The area per sex and wound type sums to 1.0. Bars corresponding to less than 15 patients have been changed to 0 due to privacy considerations.

https://doi.org/10.1371/journal.pone.0339260.g002

Venous leg ulcers (VLUs) are more prevalent among women in both datasets. Gethin et al. (2021) [10] noted that VLUs are more common in women than in men. However the ratio in their study was 1.2:1 while the data from RHIP shows a ratio of 1.4:1 and Wound Monitor 1.7:1. In both datasets, the tilt towards a higher proportion of females in VLUs increases with age up until at least 80-85 year olds.

Arterial leg ulcers (ALUs) are evenly distributed across the sexes in the RHIP dataset, with a slightly lower maximum frequency for men. However, ALUs are more common in women in the wound monitor dataset, the ratio being 1.4:1. No comparison of male to female ratio for arterial leg ulcers was found in the literature.

Pressure ulcers are also evenly distributed across the sexes in the RHIP dataset. In the Wound Monitor dataset, the ratio of women to men is 1.3:1. In a risk-profile of Pressure Ulcers, Gaspar et al. [11] analyzed a population of 2996 patients where the ratio of women to men was 1.4:1.

Diabetic wounds are more common among men in both datasets. Engberg et al. (2019) [12] studied a cohort of 780 patients with diabetic foot ulcers where the ratio of men to women was 2.2:1. Shah et al. 2021 [13] did a demographic profile of a cohort of 75 patients with diabetic foot ulcers where the ratio of men to women was 3.4:1. The RHIP Wound Cohort has a ratio of men to women of 2.5:1. In the RHIP Wound Cohort, the ratio of men to women in the number of patients with diabetes is 1.4:1. The disproportionate amount of men with diabetes is less significant than in Diabetic Foot Ulcers. This may indicate that men are both more likely to develop diabetes and to develop Diabetic wounds once they have developed diabetes. The Wound Monitor Cohort has a ratio of men to women of 1.4:1.

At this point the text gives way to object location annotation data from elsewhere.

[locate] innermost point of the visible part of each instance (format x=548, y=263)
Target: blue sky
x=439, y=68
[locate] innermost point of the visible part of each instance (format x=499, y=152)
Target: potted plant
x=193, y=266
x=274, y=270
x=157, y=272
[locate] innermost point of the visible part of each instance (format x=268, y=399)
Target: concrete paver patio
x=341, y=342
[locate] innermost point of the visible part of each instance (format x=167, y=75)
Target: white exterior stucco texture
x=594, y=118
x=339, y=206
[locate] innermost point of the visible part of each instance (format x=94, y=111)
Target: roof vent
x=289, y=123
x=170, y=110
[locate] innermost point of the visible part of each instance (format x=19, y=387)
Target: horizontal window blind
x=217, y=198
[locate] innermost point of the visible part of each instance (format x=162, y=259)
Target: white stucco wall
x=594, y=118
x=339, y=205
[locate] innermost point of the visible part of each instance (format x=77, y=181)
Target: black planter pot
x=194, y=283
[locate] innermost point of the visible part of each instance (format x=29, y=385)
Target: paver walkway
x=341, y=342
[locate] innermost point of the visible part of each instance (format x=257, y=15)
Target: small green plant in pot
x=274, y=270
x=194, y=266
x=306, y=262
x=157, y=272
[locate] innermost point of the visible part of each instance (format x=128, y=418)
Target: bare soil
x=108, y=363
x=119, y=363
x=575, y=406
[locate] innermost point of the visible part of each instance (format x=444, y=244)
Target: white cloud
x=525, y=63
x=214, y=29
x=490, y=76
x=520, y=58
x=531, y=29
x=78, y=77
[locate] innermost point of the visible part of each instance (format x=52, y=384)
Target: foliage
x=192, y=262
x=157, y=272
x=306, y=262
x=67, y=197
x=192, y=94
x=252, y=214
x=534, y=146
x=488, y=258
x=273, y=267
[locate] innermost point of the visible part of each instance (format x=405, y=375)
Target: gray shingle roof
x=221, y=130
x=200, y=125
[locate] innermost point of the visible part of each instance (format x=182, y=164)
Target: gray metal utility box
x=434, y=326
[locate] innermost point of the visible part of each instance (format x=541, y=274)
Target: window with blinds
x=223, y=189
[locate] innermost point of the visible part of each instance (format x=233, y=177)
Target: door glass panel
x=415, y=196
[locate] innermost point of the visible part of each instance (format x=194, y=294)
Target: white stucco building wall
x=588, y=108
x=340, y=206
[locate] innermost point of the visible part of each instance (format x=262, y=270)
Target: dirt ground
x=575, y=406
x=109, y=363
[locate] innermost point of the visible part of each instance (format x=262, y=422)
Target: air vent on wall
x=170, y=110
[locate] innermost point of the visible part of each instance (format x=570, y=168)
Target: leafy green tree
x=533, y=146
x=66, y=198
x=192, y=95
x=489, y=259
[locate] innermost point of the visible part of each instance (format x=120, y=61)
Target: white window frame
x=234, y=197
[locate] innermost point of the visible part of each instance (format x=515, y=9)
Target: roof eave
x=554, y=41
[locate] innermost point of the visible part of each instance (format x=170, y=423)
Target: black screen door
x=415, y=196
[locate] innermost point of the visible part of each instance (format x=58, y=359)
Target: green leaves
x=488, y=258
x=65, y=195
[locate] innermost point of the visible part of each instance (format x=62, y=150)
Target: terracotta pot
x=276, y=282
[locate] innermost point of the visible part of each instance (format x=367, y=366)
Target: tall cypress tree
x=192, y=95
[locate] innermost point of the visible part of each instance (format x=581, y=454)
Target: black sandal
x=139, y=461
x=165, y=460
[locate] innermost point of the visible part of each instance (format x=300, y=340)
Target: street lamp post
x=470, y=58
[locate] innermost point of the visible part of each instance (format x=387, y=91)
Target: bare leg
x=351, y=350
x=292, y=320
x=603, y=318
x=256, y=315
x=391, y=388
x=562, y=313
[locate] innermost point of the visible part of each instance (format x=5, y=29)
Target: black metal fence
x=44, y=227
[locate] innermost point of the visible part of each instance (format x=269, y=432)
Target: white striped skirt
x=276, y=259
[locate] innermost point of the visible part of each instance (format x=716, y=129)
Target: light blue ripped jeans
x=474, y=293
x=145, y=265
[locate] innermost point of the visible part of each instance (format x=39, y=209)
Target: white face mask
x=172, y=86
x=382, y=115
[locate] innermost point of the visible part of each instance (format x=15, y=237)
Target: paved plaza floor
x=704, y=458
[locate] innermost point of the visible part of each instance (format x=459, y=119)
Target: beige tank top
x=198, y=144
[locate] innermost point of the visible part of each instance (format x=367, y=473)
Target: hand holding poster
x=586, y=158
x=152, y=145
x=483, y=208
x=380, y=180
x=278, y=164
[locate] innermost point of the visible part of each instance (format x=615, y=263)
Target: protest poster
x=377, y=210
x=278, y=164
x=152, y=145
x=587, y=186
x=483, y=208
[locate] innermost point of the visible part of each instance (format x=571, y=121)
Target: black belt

Oncological wounds are more common in women in the Wound monitor dataset, the ratio being 2.1:1. Surigcal wounds are slightly more common among men in both datasets, with the ratio being 1.1:1 in the Wound monitor dataset. Infected wounds and traumatic wounds are both more common among women in the wound monitor dataset, with the ratios being 1.2:1 and 1.7:1 respectively.

Diabetic wounds, leg ulcers, pressure ulcers and traumatic wounds most commonly occur somewhere between age 70 and 90. This maximum frequency varies between men and women. Among these wound types, diabetic foot ulcers peak the earliest, around age 70-85. The other types peak over the age of 80. SBU (2014 s.41) [3] noted that diabetic foot ulcer patients are younger than the rest of the chronic wound-population. On average, men have their first wound documented at age 68.0 and 67.2 in Wound Monitor and RHIP respectively. For women, the corresponding averages are 74.7 and 64.6.

Database structure and description

The following subsection outlines the structure and content of the databases.

Content, quality, quantity and granularity.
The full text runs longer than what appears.